With commendable leadership and urgency, Gov. Cuomo and legislators from both parties have seized the initiative on gun control, drafting legislation designed to crack down on ownership of assault weapons and keep firearms out of the hands of the mentally ill.

If only Washington could act so decisively.

Mr. Cuomo proposed the measures in his State of the State speech in early January, and the State Senate passed the bills by an overwhelming vote, 43-18, on the first day of the new legislative session. A vote in the Assembly, where the bill enjoyed similarly warm support, was scheduled for Jan. 15. With the Senate’s action, New York became the first state to tackle meaningful gun legislation since the slaughter of the innocents in Newtown, Conn., a month ago.

The bill is the legislative articulation of Mr. Cuomo’s impassioned argument against handheld weapons of mass destruction in his annual address to the Legislature on Jan. 9. The governor noted that once upon a time, the Empire State was a national leader in gun control thanks to Sullivan’s Law, written by Tammany Hall’s “Big Tim” Sullivan. “No man knows more about [gun violence] than I do,” said Sullivan when he introduced his bill in 1911. “You must take my word … that I know what I am doing.”
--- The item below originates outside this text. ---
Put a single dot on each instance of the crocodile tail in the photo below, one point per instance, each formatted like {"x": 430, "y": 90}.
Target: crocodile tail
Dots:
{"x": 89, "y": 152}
Sullivan, who lived in the tough parts of town—the Five Points and the Bowery—certainly did know what he was doing. His bill, which made it a felony to possess a weapon illegally, remains on the books and was a model for later gun-control legislation.

Mr. Cuomo and his colleagues, to their everlasting credit, also know what they’re doing. They’re trying to rid the state of weapons designed not for hunting deer but for killing large numbers of human beings. The new gun bill expands the state’s definition of assault weapons, making them subject to the state’s ban on such firearms, and prohibits magazines holding more than seven rounds. Those seeking to purchase ammunition would be subject to background checks.

The bill would also empower the state to take more aggressive action to keep guns out of the reach of the mentally ill. Police officers would be empowered to confiscate guns from the mentally ill based on information provided by mental-health professionals. The measure raises some confidentiality issues, but as Newtown and other mass killings have shown, the status quo is unacceptable. Mentally ill people simply cannot have easy access to guns. We have seen what happens when they do.

Gov. Cuomo’s leadership on gun control has not been replicated on the west side of the Hudson River, where the usually outspoken Gov. Christie has been less than straightforward in his comments since Newtown. Unlike his colleague in Albany, Mr. Christie has tried to move the conversation away from guns with vacuous talk about violence in video games. That’s an evasion, not a solution, and it’s disappointing to hear from a man who has earned national prominence for his candor and in-your-face style.

Albany’s actions have shown the rest of the nation that bipartisan cooperation is possible, and that there are indeed politicians out there who understand that the status quo is not acceptable.